崔婕深深注视着他,轻声道:“夫君是顶天立地的大丈夫,以后若有事,夫君肯定还是会站出来的。”
“我肯定不会站出来,有多远躲多远。”李钦载断然道:“干一次就够糟心了,我活这辈子是享受生活的,不是为了玩命的。”
崔婕轻笑:“夫君就嘴硬吧,反正妾身不信。”
李钦载眨眨眼:“夫君能硬的可不止是嘴哦……”
崔婕茫然半晌,这才回过味来,不由大羞狠狠捶他:“说两句话就没个正经了,哪有顶天立地的样子,分明是个猥琐的登徒子!”
搀着崔婕的胳膊,夫妻缓缓朝别院走去。
夕阳西下,将二人的身影拖曳得老长,地上二人的影子紧紧地贴在一起,仿佛融为一体,金色的残阳中透着一股岁月静好的诗意。
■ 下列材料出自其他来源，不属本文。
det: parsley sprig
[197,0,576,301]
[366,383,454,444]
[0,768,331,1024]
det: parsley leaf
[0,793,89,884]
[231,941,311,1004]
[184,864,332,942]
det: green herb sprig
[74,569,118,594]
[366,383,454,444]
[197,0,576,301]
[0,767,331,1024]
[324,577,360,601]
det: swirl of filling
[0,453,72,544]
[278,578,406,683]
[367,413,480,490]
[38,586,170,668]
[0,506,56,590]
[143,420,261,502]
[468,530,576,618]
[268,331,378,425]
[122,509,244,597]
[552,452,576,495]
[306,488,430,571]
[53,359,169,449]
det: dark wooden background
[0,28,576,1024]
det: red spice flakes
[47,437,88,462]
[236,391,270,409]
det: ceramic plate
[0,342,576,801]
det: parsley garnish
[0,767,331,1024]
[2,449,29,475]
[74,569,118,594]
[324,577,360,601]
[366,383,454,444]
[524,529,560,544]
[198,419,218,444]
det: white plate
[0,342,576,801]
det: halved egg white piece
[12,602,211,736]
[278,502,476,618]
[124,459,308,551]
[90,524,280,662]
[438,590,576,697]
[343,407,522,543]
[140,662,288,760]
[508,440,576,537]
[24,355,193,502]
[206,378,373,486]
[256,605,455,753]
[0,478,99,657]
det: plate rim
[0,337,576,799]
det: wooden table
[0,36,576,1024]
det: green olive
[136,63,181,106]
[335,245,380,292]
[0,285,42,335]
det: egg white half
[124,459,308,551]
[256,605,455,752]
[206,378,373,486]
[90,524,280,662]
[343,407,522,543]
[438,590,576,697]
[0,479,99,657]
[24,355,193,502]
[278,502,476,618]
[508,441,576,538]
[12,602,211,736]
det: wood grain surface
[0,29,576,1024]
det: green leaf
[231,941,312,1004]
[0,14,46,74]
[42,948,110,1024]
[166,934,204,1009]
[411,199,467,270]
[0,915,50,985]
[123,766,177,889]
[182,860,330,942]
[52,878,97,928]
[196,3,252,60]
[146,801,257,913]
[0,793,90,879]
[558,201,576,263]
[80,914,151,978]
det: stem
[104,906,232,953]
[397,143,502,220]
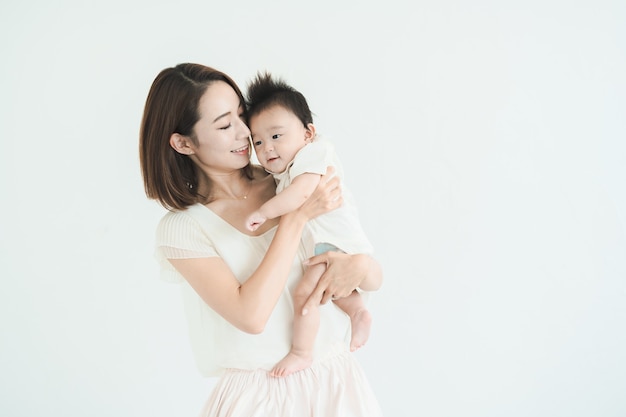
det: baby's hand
[246,211,267,232]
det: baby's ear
[304,123,315,142]
[170,133,194,155]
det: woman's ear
[170,133,194,155]
[304,123,315,142]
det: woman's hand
[302,251,383,314]
[297,166,343,220]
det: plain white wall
[0,0,626,417]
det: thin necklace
[231,183,252,200]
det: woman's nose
[239,119,250,137]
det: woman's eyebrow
[213,111,230,123]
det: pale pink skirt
[200,351,382,417]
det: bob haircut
[139,63,252,210]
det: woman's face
[250,105,315,173]
[191,81,250,173]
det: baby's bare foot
[350,309,372,352]
[270,352,313,377]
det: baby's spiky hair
[246,71,313,126]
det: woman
[140,64,382,417]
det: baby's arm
[246,173,321,231]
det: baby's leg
[271,264,326,376]
[333,290,372,352]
“大夫说,夫人刚怀上,头两个月不宜过多活动,恐有滑胎的风险,夫人这俩月还是多躺着,待两月之后,每日适当散散步,让盆骨多锻炼,生产的时候才不会有危险……”李钦载一边走一边絮絮叨叨地叮嘱。
崔婕笑道:“夫君为何懂得如此多?”
“这话说的,没吃过猪肉,还没见过猪怀孕吗?”
崔婕气得又是一记重捶:“妾身若是猪,怀的是谁的种?”
李钦载一愣,哎呀,不小心误伤自己了……
生气过后,崔婕又开朗起来,高兴地挽住李钦载的胳膊,笑道:“不管如何,夫君总算安然回来了,天子没有为难你,对咱家就是天大的好消息……”
“什么家国社稷,什么黎民苍生,妾身都不管,我只要你平平安安的,夫君心里装着天下,妾身没那么伟大,心里只装着夫君。”
李钦载揉了揉她的头,笑道:“夫君心里也装着你,踏实过日子的人,心里哪有那么多家国社稷,只容下妻儿老小足矣。”
夜晚,李钦载伸着懒腰躺到崔婕的身旁,手便习惯性地勇攀高峰。
崔婕红着脸将他不规矩的手推开,轻声道:“夫君,妾身这几个月怕是不行……”
李钦载一怔,拿开了手讪然道:“习惯了,没别的意思,夫君又不是禽兽,怎会连有身孕的夫人也不放过……”
崔婕白了他一眼:“夫君是不是禽兽,妾身可不清楚……”
李钦载正色跟她科普:“夫君若是禽兽,夫人此刻就不是怀孕了,而是痛痛快快下了个蛋。卵生与胎生的区别,夫人了解一下……”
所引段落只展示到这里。